Monday, February 21, 2005

Snort Documentation for Creating a Distributed Intusion Detection System on Fedora

Tested on Fedora Core 2 and Core 3.

Central Console Setup

MySQL Database

Based on Patrick Harper's guide to Snort/Acid installation (http://www.snort.org/docs/Snort_SSL_FC2.pdf)


DATABASE INSTALLATION

If necessary, install the database package and start the service.

 yum install mysql
service mysqld start

Download the latest SNORT package (http://www.snort.org/dl/snort-2.3.0.tar.gz) and version 2.2.0 (http://www.snort.org/dl/snort-2.2.0.tar.gz). Both will be needed to get the extra features of the database loaded.

 cd /usr/local/src
wget http://www.snort.org/dl/snort-2.3.0.tar.gz
wget http://www.snort.org/dl/snort-2.2.0.tar.gz
tar xvfz snort-2.3.0.tar.gz
tar xvfz snort-2.2.0.tar.gz

Time to make the database. If this is your first installation of MySQL, be sure to set the root password. Create a database 'snort', a user for it, and grant the appropriate permissions. **NOTE: This is lifted almost verabtim from Patrick's doc at http://www.snort.org/docs/Snort_SSL_FC2.pdf.
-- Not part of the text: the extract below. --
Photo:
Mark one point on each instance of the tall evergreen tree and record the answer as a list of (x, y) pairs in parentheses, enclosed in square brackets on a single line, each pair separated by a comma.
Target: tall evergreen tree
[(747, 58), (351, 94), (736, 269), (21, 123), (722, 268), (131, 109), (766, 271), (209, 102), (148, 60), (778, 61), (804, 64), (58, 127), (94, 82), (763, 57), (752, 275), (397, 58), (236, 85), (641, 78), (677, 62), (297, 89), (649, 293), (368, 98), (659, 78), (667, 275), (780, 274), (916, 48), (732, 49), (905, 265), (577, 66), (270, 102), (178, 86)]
I've modified some of the content slightly to fit this example.


 mysql
mysql> SET PASSWORD FOR root@localhost=PASSWORD('password');
>Query OK, 0 rows affected (0.25 sec)
mysql> create database snort;
>Query OK, 1 row affected (0.01 sec)
mysql> grant INSERT,SELECT on root.* to snort@localhost;
>Query OK, 0 rows affected (0.02 sec)
mysql> SET PASSWORD FOR snort@localhost=PASSWORD('password_from_snort.conf');
>Query OK, 0 rows affected (0.25 sec)
mysql> grant CREATE, INSERT, SELECT, DELETE, UPDATE on snort.* to snort@localhost;
>Query OK, 0 rows affected (0.02 sec)
mysql> grant CREATE, INSERT, SELECT, DELETE, UPDATE on snort.* to snort;
>Query OK, 0 rows affected (0.02 sec)
mysql> exit
>Bye

Execute the following commands to create the tables

 mysql -u root -p < /usr/local/src/snort-2.3.0/contrib/create_mysql snort
Enter password: the mysql root password

Then install the extra DB tables using the following command

 zcat /usr/local/src/snort-2.2.0/contrib/snortdb-extra.gz |mysql -p snort
Enter password: the mysql root password

Now you need to check and make sure that the Snort DB was created correctly

 mysql -p
>Enter password:
mysql> SHOW DATABASES;

(You should see the following)

+------------+
| Database
+------------+
| mysql
| Snort
| test
+------------+
3 rows in set (0.00 sec)

 mysql> use Snort
>Database changed mysql> SHOW TABLES;

+------------------+
| Tables_in_Snort
+------------------+
| data
| detail
| encoding
| event
| flags
| icmphdr
| iphdr
| opt
| protocols
| reference
| reference_system
| schema
| sensor
| services
| sig_class
| sig_reference
| signature
| tcphdr
| udphdr
+------------------+
19 rows in set (0.00 sec)

 mysql> exit 

BASE Analytics

Based on Patrick Harper's guide to Snort/Acid installation (http://www.snort.org/docs/Snort_SSL_FC2.pdf)


BASE INSTALLATION

If necessary, install the web server package and start the service.

 yum install httpd
service httpd start

Download the latest JPGraph (http://www.aditus.nu/jpgraph/jpdownload.php) and ADODB (http://phplens.com/lens/dl/adodb453.tgz) packages. Unpack and install them. This example assumes a default web root at /var/www/html.

 cd /usr/local/src
wget http://phplens.com/lens/dl/adodb453.tgz
wget http://members.chello.se/jpgraph/jpgdownloads/jpgraph-1.17.tar.gz
tar xvfz adodb453.tgz
tar xvfz jpgraph-1.17.tar.gz
mv adodb /var/www/
mv jpgraph-1.17 /var/www/
ln -s /var/www/jpgraph-1.17 /var/www/jpgraph

Download BASE (http://www.snort.org/dl/contrib/data_analysis/BASE/) from the snort website and unpack it.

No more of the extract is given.